The author of a major college textbook and an award-winning teacher, Morris explains how he keeps undergraduates motivated and engaged.

When James Morris started teaching biology at Harvard in 2000, he was dismayed by the textbooks that were available.

Though there were exceptions, they tended to be dull, full of facts students were expected to memorize and packed with an overwhelming amount of information. They assumed teachers took a top-down approach to education, lecturing to students rather than inviting their participation. The results were predictable.

“Students had a passion for biology, but we were squeezing the life out it,” Morris says.

Morris started as an assistant professor of biology at Brandeis in 2006. Around that time, he began work with several Harvard professors on a new textbook for introductory college-level biology classes. "Biology: How Life Works," published in 2013, reinvents the science textbook from the ground up.

First, it’s 1,200 pages, which may sound like a lot, but is significantly fewer than most other textbooks on the subject. It’s also much more readable. Morris and his colleagues decided the small boxes used in textbooks to set off supplementary information leads to a fractured experience lacking in coherence.

"Biology: How Life Works" doesn’t have boxes. It aims at providing a coherent and enjoyable narrative. Morris sees introductory biology classes as pivotal in students’ education. “It’s the place where you either hook students or lose them,” he says. “They either fall in love with biology or they’re overwhelmed and they give up on the sciences altogether.”

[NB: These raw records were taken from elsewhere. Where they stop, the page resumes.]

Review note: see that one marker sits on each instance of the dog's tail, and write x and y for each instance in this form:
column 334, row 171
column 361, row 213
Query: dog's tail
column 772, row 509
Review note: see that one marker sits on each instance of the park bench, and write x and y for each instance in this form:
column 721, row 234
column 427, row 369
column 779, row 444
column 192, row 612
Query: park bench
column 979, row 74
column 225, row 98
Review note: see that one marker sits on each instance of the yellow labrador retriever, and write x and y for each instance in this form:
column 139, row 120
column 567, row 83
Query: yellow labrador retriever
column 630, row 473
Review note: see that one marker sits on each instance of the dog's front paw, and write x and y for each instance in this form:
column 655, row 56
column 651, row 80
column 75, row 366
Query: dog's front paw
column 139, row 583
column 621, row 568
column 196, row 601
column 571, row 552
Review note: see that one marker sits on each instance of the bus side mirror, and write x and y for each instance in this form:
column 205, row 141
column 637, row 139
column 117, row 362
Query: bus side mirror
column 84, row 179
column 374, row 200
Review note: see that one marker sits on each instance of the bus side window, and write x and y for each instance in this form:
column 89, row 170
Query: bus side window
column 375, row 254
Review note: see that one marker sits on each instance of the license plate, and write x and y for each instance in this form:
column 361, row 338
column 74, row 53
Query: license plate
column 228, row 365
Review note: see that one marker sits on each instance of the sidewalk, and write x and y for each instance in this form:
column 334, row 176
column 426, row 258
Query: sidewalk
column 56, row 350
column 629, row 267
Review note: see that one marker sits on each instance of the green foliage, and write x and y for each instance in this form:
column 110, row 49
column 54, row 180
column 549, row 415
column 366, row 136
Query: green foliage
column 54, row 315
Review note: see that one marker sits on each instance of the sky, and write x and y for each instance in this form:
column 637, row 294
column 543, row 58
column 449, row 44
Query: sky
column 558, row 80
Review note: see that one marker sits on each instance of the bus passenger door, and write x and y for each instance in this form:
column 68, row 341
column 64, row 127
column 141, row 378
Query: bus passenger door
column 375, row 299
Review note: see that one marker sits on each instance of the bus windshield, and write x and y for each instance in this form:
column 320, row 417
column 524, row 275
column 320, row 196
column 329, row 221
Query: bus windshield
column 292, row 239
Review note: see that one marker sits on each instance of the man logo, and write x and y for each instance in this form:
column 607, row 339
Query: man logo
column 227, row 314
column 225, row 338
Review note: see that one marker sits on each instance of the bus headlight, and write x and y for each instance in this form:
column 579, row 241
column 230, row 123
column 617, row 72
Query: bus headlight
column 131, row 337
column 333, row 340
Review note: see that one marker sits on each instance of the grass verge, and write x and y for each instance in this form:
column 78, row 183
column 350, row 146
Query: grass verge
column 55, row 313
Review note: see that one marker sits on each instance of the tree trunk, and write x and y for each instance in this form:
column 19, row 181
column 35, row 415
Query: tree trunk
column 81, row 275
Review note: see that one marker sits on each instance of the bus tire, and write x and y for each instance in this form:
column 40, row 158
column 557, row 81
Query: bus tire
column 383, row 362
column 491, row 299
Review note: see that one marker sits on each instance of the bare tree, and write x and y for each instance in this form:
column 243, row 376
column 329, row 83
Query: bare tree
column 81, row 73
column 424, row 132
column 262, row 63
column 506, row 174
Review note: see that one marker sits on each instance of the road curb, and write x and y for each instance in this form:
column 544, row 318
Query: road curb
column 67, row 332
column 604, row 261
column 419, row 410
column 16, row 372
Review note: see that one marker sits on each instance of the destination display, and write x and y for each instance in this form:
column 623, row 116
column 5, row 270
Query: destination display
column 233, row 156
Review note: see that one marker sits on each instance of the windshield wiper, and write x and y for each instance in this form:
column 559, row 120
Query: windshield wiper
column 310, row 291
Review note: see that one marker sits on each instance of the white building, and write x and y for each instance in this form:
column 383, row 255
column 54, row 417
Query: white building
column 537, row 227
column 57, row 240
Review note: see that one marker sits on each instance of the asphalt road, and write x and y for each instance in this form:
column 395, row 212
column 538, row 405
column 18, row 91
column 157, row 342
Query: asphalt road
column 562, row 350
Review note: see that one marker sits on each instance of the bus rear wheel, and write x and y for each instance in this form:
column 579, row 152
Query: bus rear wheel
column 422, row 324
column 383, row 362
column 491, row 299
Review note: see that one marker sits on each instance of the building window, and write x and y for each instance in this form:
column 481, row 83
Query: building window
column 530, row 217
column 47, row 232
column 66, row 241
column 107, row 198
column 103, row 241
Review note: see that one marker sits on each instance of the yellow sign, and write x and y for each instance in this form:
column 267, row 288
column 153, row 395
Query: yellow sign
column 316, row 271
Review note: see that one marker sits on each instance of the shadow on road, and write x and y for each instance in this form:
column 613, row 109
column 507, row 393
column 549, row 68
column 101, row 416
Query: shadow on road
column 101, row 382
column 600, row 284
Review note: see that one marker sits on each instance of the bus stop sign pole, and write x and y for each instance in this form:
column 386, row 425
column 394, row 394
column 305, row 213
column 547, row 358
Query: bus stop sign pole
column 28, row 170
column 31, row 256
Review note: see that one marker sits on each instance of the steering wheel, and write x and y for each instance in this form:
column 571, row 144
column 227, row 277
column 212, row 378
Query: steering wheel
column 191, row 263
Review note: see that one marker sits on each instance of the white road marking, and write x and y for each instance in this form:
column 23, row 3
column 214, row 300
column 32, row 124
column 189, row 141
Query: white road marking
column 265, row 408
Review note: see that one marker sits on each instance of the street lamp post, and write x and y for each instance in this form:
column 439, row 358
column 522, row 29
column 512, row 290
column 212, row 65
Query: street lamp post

In his intro class at Brandeis, he aims to build on students’ preexisting interest in the subject. “Most people are naturally curious about biology,” he says. “They want to know how their body works or learn about genetics,” he says. “It’s a matter of understanding how the world around you works.”

Over the years, Morris has won three certificates of distinction in teaching from Harvard, and in 2013 received Brandeis' Louis Dembitz Brandeis Prize for Excellence in Teaching. He served as a National Academies Education Fellow in the Life Sciences from 2012 to 2013.

Morris also writes Science Whys, a popular blog on campus where he explains complicated scientific subjects in plain, easy-to-comprehend language. On Valentine’s Day, he wrote about how we evolved to see the color red.

He’s connected the movie Dead Poet’s Society to Darwin’s On the Origin of Species and in another post, chronicled his attempts since age 12 to photograph a complete eclipse of the moon. “Science is all round us,” he says. “It’s something we can all do. I love empowering students to recognize that in themselves.”